Before ordering a drink and expecting a petisco to arrive, remember that petiscos, although similar in appearance, are not tapas and won’t be served for free the way tapas are in some Spanish cities. In Portugal, it is not customary for restaurants or bars to serve free snacks, and even the couverts (bread, cheese, butter, pâté) that are automatically brought to the table, even before orders have been placed, come with a charge—if you’re not interested in paying for them, simply say, “Não, obrigado” to the waiter and they should take them away.
Petiscos are smaller, shareable, plates of traditional dishes that are generally cheaper than entrées (or main courses) and are influenced by the region—for instance, petiscos in the Algarve will be different than those in Porto or Coimbra. Along the coast, petiscos are centered more around seafood (so it’s common to see steamed shellfish), while in the central and eastern regions meals are more influenced by the land (meaning a variety of cheeses and meats are common “snacks”). There are a few recipes, however, that are likely to appear on menus across the country.

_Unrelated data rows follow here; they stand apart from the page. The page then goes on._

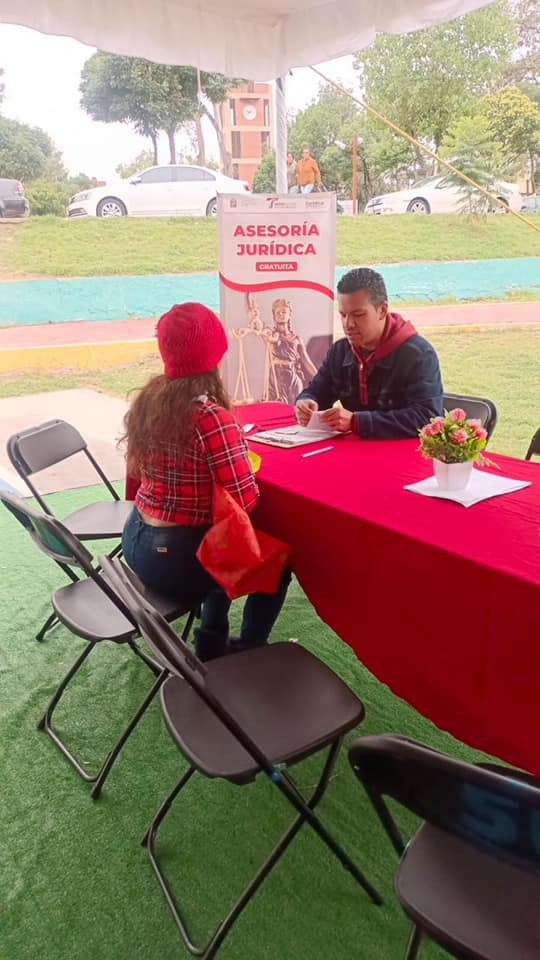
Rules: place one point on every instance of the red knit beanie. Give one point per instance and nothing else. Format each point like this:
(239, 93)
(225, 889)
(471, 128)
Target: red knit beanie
(191, 340)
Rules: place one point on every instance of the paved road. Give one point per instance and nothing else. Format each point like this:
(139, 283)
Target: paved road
(115, 331)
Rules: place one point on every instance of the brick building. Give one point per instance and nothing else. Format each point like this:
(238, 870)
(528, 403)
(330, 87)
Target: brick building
(248, 126)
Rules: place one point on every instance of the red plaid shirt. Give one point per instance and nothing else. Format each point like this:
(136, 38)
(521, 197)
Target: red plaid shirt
(177, 487)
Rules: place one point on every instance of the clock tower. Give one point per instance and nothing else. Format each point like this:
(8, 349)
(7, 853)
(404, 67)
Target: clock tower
(248, 126)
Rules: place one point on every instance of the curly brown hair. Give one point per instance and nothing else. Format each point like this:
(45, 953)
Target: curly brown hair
(161, 415)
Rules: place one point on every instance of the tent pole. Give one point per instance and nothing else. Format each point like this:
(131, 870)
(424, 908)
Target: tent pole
(281, 135)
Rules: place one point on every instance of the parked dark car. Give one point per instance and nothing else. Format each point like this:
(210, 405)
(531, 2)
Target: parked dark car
(13, 202)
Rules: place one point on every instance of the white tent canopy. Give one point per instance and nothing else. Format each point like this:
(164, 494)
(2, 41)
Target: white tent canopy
(255, 39)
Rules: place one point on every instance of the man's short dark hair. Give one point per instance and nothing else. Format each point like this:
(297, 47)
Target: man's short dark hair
(362, 278)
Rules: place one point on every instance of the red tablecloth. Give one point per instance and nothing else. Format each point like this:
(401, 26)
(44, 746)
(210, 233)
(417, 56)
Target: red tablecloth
(440, 602)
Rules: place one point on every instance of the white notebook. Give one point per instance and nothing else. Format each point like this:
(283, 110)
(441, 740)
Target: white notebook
(295, 435)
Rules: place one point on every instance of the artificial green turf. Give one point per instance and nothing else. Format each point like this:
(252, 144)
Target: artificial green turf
(75, 883)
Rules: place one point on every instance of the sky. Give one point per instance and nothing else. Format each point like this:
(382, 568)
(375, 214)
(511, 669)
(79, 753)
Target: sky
(41, 78)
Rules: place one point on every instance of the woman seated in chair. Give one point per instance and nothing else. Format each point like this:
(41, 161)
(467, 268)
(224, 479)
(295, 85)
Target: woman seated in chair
(181, 438)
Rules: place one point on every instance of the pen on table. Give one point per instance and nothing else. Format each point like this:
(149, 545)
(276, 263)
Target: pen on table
(313, 452)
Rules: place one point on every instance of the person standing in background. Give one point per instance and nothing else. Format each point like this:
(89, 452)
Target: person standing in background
(307, 172)
(292, 186)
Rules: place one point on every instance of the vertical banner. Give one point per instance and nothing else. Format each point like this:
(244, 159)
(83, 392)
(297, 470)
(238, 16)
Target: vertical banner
(277, 274)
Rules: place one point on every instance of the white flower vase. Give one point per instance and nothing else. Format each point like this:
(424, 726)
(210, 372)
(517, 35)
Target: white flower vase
(452, 476)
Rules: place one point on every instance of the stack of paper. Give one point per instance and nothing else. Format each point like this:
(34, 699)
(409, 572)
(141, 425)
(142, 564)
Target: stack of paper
(481, 486)
(296, 436)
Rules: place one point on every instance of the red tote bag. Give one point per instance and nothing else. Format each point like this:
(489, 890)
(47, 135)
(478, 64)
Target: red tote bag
(241, 559)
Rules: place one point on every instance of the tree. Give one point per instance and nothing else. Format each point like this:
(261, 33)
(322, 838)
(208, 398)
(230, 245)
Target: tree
(424, 81)
(328, 127)
(144, 159)
(264, 180)
(471, 147)
(514, 120)
(24, 151)
(153, 97)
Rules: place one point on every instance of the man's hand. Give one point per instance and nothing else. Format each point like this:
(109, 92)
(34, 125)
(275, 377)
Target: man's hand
(337, 419)
(303, 411)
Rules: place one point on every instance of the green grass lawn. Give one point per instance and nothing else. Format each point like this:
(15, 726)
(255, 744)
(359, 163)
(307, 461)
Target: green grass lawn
(501, 364)
(52, 247)
(76, 884)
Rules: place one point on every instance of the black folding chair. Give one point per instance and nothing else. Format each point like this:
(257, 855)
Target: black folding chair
(534, 446)
(235, 717)
(470, 877)
(478, 408)
(90, 608)
(50, 443)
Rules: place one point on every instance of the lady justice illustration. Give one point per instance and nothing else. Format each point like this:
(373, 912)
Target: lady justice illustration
(287, 364)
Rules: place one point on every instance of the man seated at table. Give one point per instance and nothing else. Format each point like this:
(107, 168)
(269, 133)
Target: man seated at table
(385, 375)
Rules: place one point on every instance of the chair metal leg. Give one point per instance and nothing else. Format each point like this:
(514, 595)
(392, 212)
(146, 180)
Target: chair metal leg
(46, 724)
(156, 667)
(46, 721)
(49, 623)
(305, 814)
(413, 945)
(106, 768)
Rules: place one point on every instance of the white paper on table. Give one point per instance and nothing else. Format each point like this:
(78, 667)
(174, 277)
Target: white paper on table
(294, 436)
(481, 486)
(315, 423)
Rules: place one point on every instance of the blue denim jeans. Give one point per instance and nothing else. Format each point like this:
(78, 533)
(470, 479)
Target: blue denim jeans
(165, 559)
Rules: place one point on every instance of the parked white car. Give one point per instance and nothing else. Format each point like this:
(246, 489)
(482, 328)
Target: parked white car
(175, 190)
(436, 195)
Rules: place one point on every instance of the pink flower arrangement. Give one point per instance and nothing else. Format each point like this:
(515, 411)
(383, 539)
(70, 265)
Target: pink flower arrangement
(454, 439)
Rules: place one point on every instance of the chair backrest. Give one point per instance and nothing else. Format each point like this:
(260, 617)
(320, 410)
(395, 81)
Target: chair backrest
(171, 650)
(60, 544)
(49, 535)
(534, 446)
(44, 446)
(496, 812)
(477, 408)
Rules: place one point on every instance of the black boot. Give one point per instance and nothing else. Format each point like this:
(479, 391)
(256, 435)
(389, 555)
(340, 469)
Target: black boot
(237, 645)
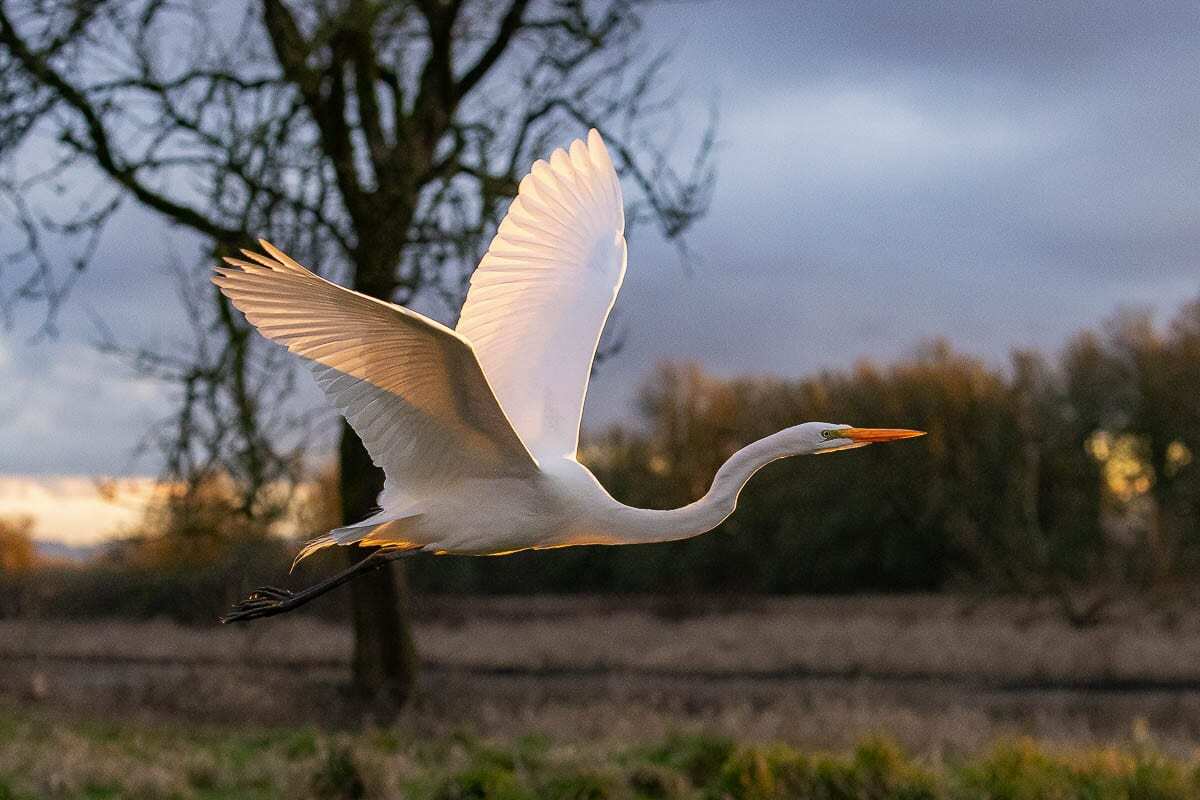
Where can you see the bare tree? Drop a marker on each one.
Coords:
(378, 140)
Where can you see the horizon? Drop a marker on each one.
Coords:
(1001, 181)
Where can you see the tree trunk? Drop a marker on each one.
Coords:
(384, 654)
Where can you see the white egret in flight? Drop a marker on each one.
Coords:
(477, 427)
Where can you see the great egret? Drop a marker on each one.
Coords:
(477, 428)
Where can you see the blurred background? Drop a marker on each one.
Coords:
(972, 220)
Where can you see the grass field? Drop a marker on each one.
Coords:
(616, 697)
(48, 757)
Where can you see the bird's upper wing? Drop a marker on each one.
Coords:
(540, 298)
(411, 388)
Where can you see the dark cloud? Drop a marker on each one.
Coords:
(1000, 174)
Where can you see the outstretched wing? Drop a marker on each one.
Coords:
(411, 388)
(539, 300)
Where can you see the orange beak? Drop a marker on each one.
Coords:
(875, 435)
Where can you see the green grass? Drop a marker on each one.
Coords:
(43, 757)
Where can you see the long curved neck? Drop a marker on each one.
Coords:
(720, 500)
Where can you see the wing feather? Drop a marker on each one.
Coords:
(541, 295)
(412, 389)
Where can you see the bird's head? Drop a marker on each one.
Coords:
(827, 437)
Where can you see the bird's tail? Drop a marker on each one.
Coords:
(357, 534)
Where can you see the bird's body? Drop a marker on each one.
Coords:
(477, 428)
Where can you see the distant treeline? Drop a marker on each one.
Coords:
(1041, 476)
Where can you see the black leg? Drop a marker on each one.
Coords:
(269, 601)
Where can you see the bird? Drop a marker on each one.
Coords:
(477, 427)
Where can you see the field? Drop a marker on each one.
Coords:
(589, 686)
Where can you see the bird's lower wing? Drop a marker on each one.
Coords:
(541, 295)
(411, 388)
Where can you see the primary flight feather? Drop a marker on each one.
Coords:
(477, 428)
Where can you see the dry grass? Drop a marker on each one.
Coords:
(936, 674)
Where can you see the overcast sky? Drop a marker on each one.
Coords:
(1000, 174)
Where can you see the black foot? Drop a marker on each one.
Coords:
(264, 601)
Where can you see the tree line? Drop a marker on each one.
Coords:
(1072, 476)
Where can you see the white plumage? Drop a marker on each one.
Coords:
(477, 428)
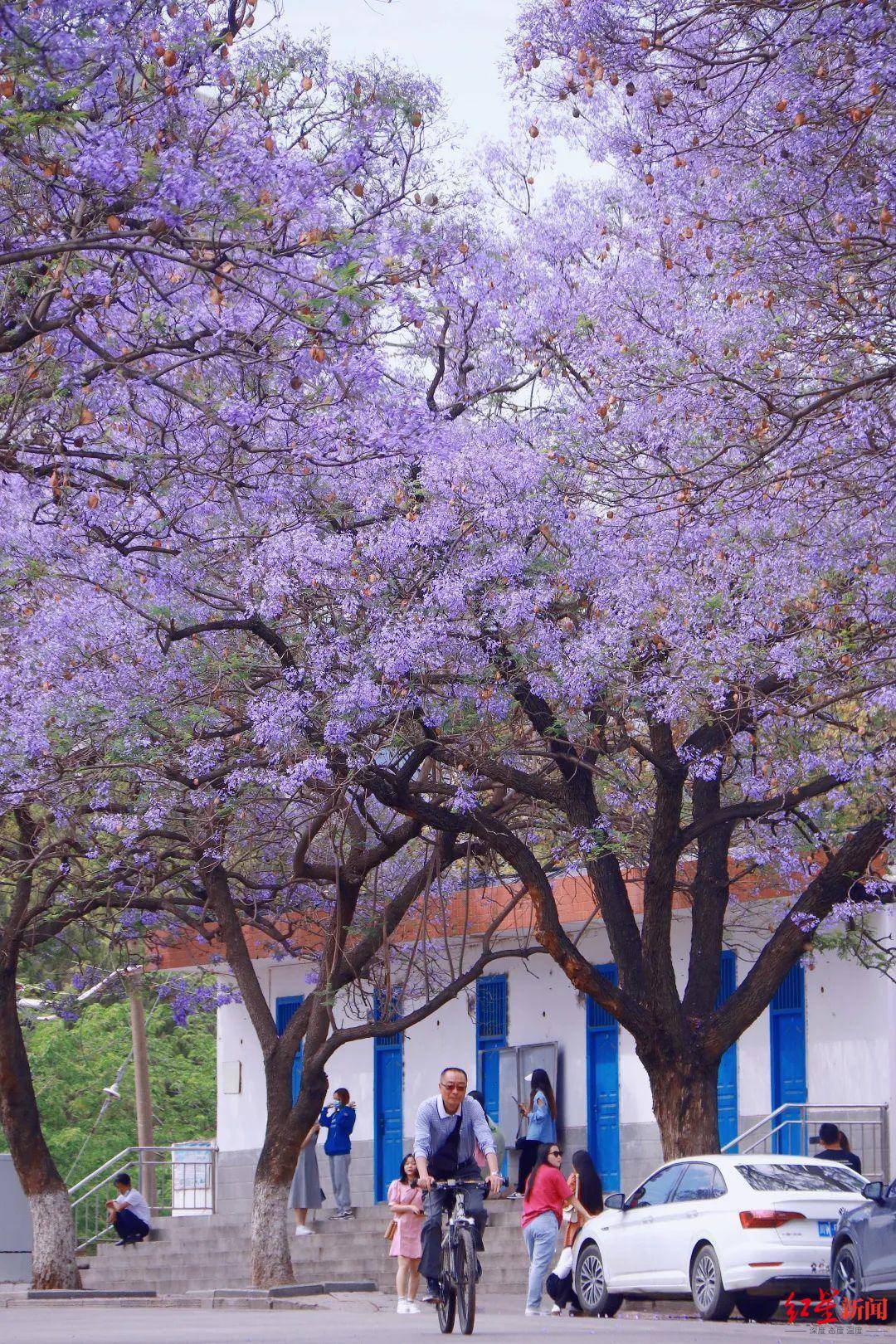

This is a great snack for meat-lovers. Thin strips of pork are marinated in a sauce of garlic, olive oil, and chili pepper (sometimes wine or beer is included) and stir-fried, before being served with pickled vegetables and bread for dipping.
It’s well known that salt cod is a staple in Portuguese cuisine—so much so that the Portuguese are believed to have developed a different cod recipe for every day of the year. One of them is bolinhos de bacalhau, fried balls of cod mixed with egg, potatoes, onion, and parsley. This is also a dish that can be expected at holiday dinners.
If you ever get a chance to visit a fado house, keep an eye out for the waiter, who will inevitably serve a clay dish topped with Portuguese sausage that has been lit on fire. This is a traditional way of grilling chouriço, a spiced pork sausage similar to Spanish chorizo.
Light and fresh, salada de polvo, or octopus salad, is a seaside favorite that’s arguably best accompanied with a glass of white wine or crisp Vinho Verde. In its simplest form, it is made with boiled octopus that has been chopped into bite-sized pieces and mixed with chopped onion and parsley before being drizzled with Portuguese olive oil. Some cooks like to mix other vegetables too, like chopped tomato and/or chopped bell pepper.
Garlic, white wine and cilantro add flavor to this clam dish that’s a national favorite, named after the 19th-century Lisbon poet Bulhão Pato. As is customary with most Portuguese meals, make sure to have some bread on the side for dipping.
Caracóis, small snails, are most popular in Lisbon, but this summertime snack pops up in most seaside villages across the country between May and September.
Wine bars are the typical place where you’ll find beautifully rustic cheese and meat platters showcasing combinations influenced by different regions. A few of the most popular regional plates include presunto (dry-cured ham) from the Alentejo, creamy and aromatic cheese from the Serra da Estrela, and sausages from Trás-os-Montes.